11 Jul 06. The Wall Street Journal reported that technology and blue-chip stocks went their separate ways Monday. As always lately, the Federal Reserve was near the center of the action.
Concerns that an economic slowdown after more than two years of monetary-policy tightening by the Fed will hurt the profitability of cyclical companies drove investors away from risky tech stocks, which largely depend on growth to keep pushing earnings higher.
The tech-rich Nasdaq Composite Index fell 13.13 points to 2116.93. Semiconductor stocks paced the decline. The Philadelphia Semiconductor Index, a gauge of chip stocks, fell 2.2%, led by a 2% decline by Intel, a component of the Dow Jones Industrial Average.
The blue-chip average gained 12.88 points to 11103.55 after rising as much as 84 points earlier, weighed down by tech components such as Intel and Hewlett-Packard, which fell 2.8%. The Standard & Poor’s 500-stock index added 1.86 to 1267.34.

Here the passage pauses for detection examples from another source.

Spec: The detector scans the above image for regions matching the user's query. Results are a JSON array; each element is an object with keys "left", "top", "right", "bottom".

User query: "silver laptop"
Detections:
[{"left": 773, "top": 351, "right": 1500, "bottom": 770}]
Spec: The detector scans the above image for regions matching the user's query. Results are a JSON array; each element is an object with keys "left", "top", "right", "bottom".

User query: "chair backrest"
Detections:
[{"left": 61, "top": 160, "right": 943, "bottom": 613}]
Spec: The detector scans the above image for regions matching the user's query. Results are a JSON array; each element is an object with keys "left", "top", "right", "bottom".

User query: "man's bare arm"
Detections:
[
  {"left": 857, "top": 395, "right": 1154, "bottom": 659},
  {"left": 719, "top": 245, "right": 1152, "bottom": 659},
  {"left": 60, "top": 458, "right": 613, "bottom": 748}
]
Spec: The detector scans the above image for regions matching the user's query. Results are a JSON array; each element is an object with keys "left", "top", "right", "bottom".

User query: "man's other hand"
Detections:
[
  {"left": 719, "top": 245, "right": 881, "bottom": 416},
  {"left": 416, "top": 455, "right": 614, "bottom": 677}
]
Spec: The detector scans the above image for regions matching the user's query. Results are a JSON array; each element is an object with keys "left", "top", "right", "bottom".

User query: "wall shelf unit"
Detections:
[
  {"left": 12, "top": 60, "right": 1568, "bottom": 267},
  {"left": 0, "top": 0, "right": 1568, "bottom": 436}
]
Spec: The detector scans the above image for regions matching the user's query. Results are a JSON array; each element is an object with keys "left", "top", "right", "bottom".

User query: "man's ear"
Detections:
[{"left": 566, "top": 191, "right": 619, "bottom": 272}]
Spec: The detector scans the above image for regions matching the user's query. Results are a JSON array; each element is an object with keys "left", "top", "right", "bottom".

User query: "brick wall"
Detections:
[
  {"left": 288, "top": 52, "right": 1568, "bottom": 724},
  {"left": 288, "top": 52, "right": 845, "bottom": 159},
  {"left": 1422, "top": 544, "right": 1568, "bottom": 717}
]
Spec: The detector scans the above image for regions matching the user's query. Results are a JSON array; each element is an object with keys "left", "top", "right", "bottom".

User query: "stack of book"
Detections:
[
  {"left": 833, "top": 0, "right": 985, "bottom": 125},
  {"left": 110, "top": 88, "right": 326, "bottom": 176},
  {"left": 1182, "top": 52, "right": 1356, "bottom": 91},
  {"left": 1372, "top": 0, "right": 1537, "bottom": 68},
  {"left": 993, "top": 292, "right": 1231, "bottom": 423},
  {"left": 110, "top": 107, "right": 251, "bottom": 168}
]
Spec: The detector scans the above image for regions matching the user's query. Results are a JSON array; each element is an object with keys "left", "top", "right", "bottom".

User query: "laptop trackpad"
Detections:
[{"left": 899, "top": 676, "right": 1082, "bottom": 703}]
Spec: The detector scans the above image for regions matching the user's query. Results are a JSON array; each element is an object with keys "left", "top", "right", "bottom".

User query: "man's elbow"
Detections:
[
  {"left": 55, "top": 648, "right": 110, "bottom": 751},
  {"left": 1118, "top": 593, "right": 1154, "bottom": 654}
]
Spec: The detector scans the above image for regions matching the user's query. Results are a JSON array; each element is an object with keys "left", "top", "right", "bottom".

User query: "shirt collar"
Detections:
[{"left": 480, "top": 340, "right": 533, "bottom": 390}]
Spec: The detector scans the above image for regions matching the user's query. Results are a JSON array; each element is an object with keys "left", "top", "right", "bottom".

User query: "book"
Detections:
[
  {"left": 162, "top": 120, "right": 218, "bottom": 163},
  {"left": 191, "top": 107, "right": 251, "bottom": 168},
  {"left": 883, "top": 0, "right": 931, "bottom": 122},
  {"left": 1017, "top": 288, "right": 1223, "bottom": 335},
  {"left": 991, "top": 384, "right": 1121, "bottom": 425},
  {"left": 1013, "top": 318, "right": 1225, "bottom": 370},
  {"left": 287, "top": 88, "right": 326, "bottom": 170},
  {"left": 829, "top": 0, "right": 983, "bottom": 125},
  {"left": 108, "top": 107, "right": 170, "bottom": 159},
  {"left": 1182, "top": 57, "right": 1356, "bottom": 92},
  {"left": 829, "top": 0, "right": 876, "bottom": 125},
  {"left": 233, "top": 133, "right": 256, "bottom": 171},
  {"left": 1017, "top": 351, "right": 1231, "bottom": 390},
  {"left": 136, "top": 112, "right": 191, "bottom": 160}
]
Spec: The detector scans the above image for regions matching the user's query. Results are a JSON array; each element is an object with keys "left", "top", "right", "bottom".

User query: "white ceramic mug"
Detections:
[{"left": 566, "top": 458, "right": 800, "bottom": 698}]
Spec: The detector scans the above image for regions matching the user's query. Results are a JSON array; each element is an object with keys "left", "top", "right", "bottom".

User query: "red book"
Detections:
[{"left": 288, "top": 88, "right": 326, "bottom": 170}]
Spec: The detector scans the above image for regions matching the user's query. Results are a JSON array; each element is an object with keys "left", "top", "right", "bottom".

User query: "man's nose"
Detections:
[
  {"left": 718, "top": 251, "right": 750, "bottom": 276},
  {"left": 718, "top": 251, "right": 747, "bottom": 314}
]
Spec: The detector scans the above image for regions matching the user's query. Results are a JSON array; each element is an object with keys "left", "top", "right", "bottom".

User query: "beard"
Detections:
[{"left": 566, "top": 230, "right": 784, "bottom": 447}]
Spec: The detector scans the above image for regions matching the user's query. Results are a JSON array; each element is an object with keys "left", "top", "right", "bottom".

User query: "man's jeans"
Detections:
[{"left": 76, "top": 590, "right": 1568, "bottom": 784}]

Alcoa, a component of the Dow average posted second-quarter operating earnings of 86 cents a share after the close, in line with forecasts. But its revenue of $7.96 billion fell just shy of forecasts for $8.01 billion, and the stock slid more than 4% in after-market trading, according to Inet.
The market sector was flooded with bad news as the wall Street Journal later reported.

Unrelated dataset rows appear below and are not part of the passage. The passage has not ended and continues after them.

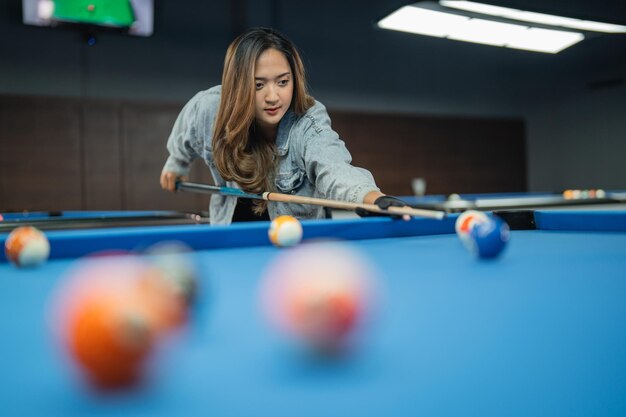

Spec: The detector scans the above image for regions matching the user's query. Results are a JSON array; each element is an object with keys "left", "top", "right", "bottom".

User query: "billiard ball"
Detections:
[
  {"left": 454, "top": 210, "right": 489, "bottom": 236},
  {"left": 469, "top": 216, "right": 511, "bottom": 258},
  {"left": 267, "top": 215, "right": 302, "bottom": 247},
  {"left": 454, "top": 210, "right": 489, "bottom": 249},
  {"left": 52, "top": 256, "right": 162, "bottom": 390},
  {"left": 260, "top": 242, "right": 375, "bottom": 353},
  {"left": 4, "top": 226, "right": 50, "bottom": 267}
]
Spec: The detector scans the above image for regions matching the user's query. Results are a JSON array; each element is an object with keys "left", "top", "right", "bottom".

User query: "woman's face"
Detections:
[{"left": 254, "top": 48, "right": 293, "bottom": 135}]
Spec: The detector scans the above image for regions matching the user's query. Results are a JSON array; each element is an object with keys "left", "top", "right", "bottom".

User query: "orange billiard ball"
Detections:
[
  {"left": 4, "top": 226, "right": 50, "bottom": 267},
  {"left": 267, "top": 215, "right": 302, "bottom": 247},
  {"left": 260, "top": 242, "right": 376, "bottom": 353}
]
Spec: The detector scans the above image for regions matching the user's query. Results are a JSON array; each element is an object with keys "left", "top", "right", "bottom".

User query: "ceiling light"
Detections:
[
  {"left": 439, "top": 0, "right": 626, "bottom": 33},
  {"left": 378, "top": 3, "right": 584, "bottom": 53}
]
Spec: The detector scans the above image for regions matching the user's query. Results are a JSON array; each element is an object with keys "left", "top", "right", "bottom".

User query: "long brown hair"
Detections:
[{"left": 212, "top": 28, "right": 313, "bottom": 213}]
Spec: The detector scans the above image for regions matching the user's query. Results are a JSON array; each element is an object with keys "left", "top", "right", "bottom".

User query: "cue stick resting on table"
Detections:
[{"left": 176, "top": 181, "right": 446, "bottom": 220}]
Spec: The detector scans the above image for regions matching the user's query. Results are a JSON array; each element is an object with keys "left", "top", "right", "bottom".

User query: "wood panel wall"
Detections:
[{"left": 0, "top": 96, "right": 526, "bottom": 212}]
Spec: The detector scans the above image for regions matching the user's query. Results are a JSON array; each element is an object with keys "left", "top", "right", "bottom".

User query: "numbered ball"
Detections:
[
  {"left": 5, "top": 226, "right": 50, "bottom": 267},
  {"left": 261, "top": 243, "right": 374, "bottom": 353},
  {"left": 454, "top": 210, "right": 489, "bottom": 249},
  {"left": 268, "top": 215, "right": 302, "bottom": 247},
  {"left": 469, "top": 217, "right": 511, "bottom": 258}
]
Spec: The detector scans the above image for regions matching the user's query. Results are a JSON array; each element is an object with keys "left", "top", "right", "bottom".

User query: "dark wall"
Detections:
[
  {"left": 0, "top": 96, "right": 208, "bottom": 211},
  {"left": 0, "top": 96, "right": 526, "bottom": 212},
  {"left": 0, "top": 0, "right": 626, "bottom": 200}
]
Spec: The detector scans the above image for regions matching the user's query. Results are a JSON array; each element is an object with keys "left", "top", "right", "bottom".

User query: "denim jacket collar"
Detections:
[{"left": 276, "top": 110, "right": 298, "bottom": 156}]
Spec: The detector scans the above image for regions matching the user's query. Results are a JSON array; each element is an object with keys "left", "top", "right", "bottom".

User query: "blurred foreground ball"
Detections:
[
  {"left": 53, "top": 256, "right": 183, "bottom": 389},
  {"left": 261, "top": 242, "right": 375, "bottom": 352},
  {"left": 4, "top": 226, "right": 50, "bottom": 267},
  {"left": 470, "top": 216, "right": 511, "bottom": 258}
]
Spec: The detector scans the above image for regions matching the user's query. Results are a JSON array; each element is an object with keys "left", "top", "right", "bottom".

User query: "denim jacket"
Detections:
[{"left": 163, "top": 86, "right": 379, "bottom": 224}]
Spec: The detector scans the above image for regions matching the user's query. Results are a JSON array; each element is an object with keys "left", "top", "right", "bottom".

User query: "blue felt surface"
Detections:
[{"left": 0, "top": 226, "right": 626, "bottom": 417}]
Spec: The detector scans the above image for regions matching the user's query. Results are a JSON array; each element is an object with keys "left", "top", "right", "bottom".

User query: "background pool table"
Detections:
[{"left": 0, "top": 211, "right": 626, "bottom": 416}]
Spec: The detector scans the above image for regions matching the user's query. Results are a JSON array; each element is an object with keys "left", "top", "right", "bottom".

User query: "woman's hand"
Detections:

On July 14th the paper reported that New York state Attorney General Eliot Spitzer said he filed a lawsuit in federal court in Manhattan charging memory-chip manufacturers with price fixing.
Separately, California Attorney General Bill Lockyer said he would file a similar action in U.S. District Court for the Northern District of California on the 15th. They will be joined by the attorneys general of more than 30 other states. The suits charge that the chip makers made a secret agreement to raise the prices of their memory chips. DRAMs, for dynamic random access memory chips, are used in computers and consumer-electronics devices.
The suits follow an investigation by the Justice Department that has produced guilty pleas by Samsung Electronics Co. and Hynix Semiconductor Inc. of South Korea, Infineon Technologies AG of Germany and Elpida Memory Inc. of Japan. The defendants in the latest lawsuits include Micron Technology Inc. of Boise, Idaho, Infineon, Elpida, Hynix, and Nanya Technology Corp. of Taiwan.
Again on July 14th the paper reported that EMC Corp. said its second-quarter profit fell nearly 5%, a result that the data-storage provider previewed earlier this week when it announced it would fail to meet its quarterly financial goals because of inventory troubles for a key new product.
EMC said net income for the April-June period was $279.1m, down from $293.4m in last year’s second quarter. Profit in both quarters worked out to 12 cents a share, but the year-ago period included an additional 100,574 shares outstanding.
Revenue rose 10% to $2.57bn from $2.34bn a year ago. The latest figure was just shy of the forecast of $2.66bn EMC made before the company said Monday that it would miss that target.
Monday’s pre-earnings announcement sent the company’s shares down 7%. Before the announcement, EMC expected to post a per-share profit of 13 cents, one cent higher than the result announced Friday. Shares slid 2.8% to $9.70 in Friday morning trading on the New York Stock Exchange.
Chief Executive Joseph Tucci said Friday he is “deeply disappointed” with second-quarter earnings results. “Overall execution was clearly not up to EMC standards,” he said during a conference call Friday to discuss the results with Wall Street.
According to Mr. Tucci, during the final week of the quarter orders for a new generation of the company’s storage system “exploded” while demand for the older version “stalled.” That, he said, prompted the warning out of the data storage company.